A supplements brand in Austin, Texas, pleaded guilty last week to distributing misbranded products and agreed to a $4.5 million forfeiture.
The products distributed by Defyned Brands, also known as 5 Star Nutrition, were marketed as workout supplements and sold at 5 Star retail locations, the U.S. Department of Justice said in a Jan. 12 news release.
Per the plea agreement in U.S. District Court, the products contained ingredients mislabeled as dietary ingredients or not declared on the product label, according to the release. 5 Star Nutrition admitted that from September 2018 to July 2020 it delivered misbranded supplements into interstate commerce, DOJ said.
Count 1 of the charging document alleged that 5 Star Nutrition shipped from Hutchins, Texas, to Hanover, Maryland, a product (Epivar) whose labeling was false because it declared on its label a non-dietary ingredient (3b-hydroxy-androstane-17-one) to be a dietary ingredient.
In a separate incident, 5 Star Nutrition shipped a product labeled as a dietary supplement called Alpha Shredded from Texas to Offutt, Nebraska, according to the charging document.
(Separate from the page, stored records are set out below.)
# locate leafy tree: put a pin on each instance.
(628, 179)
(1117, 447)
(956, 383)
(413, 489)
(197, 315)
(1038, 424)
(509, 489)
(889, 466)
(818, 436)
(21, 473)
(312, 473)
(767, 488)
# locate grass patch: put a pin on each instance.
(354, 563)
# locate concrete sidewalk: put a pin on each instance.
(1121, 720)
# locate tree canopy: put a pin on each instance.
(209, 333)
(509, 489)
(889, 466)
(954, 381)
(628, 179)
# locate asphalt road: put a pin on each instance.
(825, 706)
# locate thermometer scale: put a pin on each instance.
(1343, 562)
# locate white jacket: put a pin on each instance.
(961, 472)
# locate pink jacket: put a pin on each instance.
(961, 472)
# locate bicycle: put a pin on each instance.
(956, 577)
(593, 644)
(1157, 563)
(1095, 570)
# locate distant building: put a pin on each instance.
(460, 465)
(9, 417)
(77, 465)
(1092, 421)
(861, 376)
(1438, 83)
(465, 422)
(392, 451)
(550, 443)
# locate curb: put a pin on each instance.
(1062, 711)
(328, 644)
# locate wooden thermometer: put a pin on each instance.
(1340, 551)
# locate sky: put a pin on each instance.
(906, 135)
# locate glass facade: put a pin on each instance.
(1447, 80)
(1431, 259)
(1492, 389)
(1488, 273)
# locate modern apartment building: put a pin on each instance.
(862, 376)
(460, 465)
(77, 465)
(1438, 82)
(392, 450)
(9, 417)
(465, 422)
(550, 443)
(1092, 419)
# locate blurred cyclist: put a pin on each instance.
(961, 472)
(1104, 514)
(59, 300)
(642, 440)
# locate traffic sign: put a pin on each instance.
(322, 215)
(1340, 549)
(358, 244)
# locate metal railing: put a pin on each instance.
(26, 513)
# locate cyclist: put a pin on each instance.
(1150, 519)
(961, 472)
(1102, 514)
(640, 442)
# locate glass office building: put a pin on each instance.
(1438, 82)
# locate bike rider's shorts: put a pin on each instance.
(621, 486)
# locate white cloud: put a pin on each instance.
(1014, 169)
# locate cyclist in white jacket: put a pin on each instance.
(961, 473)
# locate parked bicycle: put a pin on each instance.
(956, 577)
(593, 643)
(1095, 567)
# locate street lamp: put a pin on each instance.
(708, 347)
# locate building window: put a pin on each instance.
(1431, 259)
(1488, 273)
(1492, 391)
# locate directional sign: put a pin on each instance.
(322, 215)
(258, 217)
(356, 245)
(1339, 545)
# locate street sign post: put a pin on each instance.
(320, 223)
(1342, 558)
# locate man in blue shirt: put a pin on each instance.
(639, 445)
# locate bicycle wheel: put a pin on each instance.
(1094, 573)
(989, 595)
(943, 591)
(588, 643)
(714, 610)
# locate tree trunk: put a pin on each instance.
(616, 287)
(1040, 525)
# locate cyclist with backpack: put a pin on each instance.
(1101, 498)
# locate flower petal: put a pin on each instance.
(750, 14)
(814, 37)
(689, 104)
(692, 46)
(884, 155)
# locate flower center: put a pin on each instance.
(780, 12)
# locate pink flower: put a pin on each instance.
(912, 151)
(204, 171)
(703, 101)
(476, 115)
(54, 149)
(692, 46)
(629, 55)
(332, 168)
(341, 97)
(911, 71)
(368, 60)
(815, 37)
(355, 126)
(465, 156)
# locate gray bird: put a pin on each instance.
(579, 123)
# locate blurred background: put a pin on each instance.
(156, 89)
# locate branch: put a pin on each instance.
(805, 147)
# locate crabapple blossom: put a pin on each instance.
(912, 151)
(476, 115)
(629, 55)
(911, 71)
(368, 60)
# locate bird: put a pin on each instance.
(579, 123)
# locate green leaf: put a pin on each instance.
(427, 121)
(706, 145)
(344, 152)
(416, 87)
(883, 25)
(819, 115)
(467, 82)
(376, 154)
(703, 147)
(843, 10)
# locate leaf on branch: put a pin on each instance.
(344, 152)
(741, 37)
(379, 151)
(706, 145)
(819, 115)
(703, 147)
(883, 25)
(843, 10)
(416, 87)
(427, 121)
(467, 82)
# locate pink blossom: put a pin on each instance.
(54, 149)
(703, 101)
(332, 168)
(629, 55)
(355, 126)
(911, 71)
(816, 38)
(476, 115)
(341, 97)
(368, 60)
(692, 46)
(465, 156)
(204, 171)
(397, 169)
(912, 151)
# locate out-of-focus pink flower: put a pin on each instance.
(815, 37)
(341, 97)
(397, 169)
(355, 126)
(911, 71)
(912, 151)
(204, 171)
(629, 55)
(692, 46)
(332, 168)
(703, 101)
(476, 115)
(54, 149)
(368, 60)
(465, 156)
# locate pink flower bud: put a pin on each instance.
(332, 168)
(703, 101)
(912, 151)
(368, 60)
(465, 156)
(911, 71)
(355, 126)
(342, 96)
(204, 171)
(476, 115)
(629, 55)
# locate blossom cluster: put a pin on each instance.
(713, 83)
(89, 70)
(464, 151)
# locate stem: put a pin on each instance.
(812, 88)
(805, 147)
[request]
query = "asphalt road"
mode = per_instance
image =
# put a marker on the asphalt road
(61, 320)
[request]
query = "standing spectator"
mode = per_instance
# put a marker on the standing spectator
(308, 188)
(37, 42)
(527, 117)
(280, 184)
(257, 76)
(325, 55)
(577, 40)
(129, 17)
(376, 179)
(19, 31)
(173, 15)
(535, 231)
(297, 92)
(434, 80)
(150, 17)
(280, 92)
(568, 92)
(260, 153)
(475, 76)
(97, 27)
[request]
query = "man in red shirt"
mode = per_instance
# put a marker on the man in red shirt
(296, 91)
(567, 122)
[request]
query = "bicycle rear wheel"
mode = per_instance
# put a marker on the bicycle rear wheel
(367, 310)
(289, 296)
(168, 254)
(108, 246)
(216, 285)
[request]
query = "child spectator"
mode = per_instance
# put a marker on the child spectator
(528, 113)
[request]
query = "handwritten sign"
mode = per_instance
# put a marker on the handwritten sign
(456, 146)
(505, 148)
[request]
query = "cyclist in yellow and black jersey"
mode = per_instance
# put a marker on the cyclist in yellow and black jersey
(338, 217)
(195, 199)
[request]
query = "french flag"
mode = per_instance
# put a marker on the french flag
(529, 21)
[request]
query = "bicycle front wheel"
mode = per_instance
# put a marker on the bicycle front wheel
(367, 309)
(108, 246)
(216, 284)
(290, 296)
The charging document described the labeling of the product as “false and misleading because Alpha Shredded declared on its label 1-4 OHP17beta-[{]-Keoethyl) androsta-1, 4-diene-3-one, 17a-ol, a non-dietary ingredient, to be a dietary ingredient.”
5 Star Nutrition also delivered a product from Texas to Aurora, Colorado, called Laxobolic that was labeled as a dietary supplement and misbranded as well, the government alleged. The “labeling was false and misleading because Laxobolic contained Diosgenin, an ingredient that was not declared on the label, and the label of Laxobolic declared 5-alpha-hydroxy-laxogenin, a non-dietary ingredient, to be a dietary ingredient,” according to the charging document.
“For almost two years, the defendant in this case misinformed consumers with inaccurate labeling on dietary supplements,” U.S. Attorney Jaime Esparza for the Western District of Texas said in the press release. “By requiring this company to forfeit its profits from this practice, we hope to reaffirm the public’s confidence in the safety of the products they purchase.”
As of publication of this article, 5 Star Nutrition and a lawyer representing the company did not return emails seeking comment.